The health industry has been an early adopter of the internet of things (IoT). Nearly half (46%) of executives who participated in PwC's 2019 survey said their organization is actively using IoT, and another 21% stated they have IoT projects in development. Their main ambition is efficiency: 54% already use IoT to improve operations, and another 21% plan to do so in the next two years. Areas in which IoT technology is most active today include supply chain (45%), employee and customer operations (40%) and logistics (40%).
As with the other industries surveyed, health organizations keep issues related to trusted tech top of mind. Trust concerns have even caused some companies to stop or slow down their IoT projects. Yet, 56% are taking steps to ensure data integrity, 54% are working on cybersecurity issues and 47% are actively tackling consumer or employee privacy.
Overall, health industry execs are optimistic, with 90% believing that IoT’s benefits outweigh its risks. In addition, 79% believe that IoT will help them grow revenue or increase profits.
Locating and managing assets
Knowing the exact location of life-saving devices and essential equipment like infusion pumps results in fewer delays for patients and helps optimize machine use. About a third (36%) of healthcare execs use IoT to manage critical assets, and another 20% plan to do so in the next two years. Since newer real-time location systems do not require beacons (which can be costly and challenging to maintain in a healthcare setting), companies can often get a pilot running in weeks, with minimal disruption to facility operations. Beyond inventory control, 29% are currently using IoT for predictive maintenance, with 31% planning to do so in the near future.
Creating a single source of truth in the supply chain
When combined with blockchain and AI—which 45% and 52%, respectively, of health organizations are piloting or have implemented—IoT can automate trust within a supply chain. By creating a digital “birth certificate” for a product, the manufacturer, logistics provider, distributors, wholesalers and hospitals can get accurate information on its whereabouts, provenance and other attributes. An IoT tag on each device contains the birth certificate, and a single instance is stored on a blockchain to create a secure, unchangeable record. Each participant, such as a hospital, views the information via its own ERP system, which is integrated with the blockchain.
Enhancing the employee and patient experience
About a third (36%) of health industry execs are already using IoT to improve security and safety for their staff and patients, and another 18% plan to do so. In a hospital setting, medical teams can track the location of patients wearing wristbands with sensors as they move through the surgical process—and deliver relevant information to families via their smartphones and digital signage in waiting rooms. Such trackers also can determine how long a healthcare worker has spent with a patient and can ensure that patients receive the right medication at the right time. And hospital staff can use on-demand alert buttons to summon help when needed.

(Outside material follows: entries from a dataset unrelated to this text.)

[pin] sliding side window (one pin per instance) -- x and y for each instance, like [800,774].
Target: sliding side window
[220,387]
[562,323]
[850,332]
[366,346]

Facial recognition can also improve security by validating which staff, patients or visitors should have access to certain areas, such as the maternity ward.
About a third (36%) of health industry execs are already using IoT to improve security and safety for their staff and patients, and another 18% plan to do so.
Capturing data to drive better outcomes
Gaining new insights about patients by collecting data remotely is a big draw for health organizations: 35% have already done so, and 47% plan to within two years. Some examples include home monitoring of patients using connected blood pressure, glucose and other devices, which enables doctors and nurses to track patients more closely and identify individuals who are at risk. Such data can also be plugged into analytics software to study patient compliance.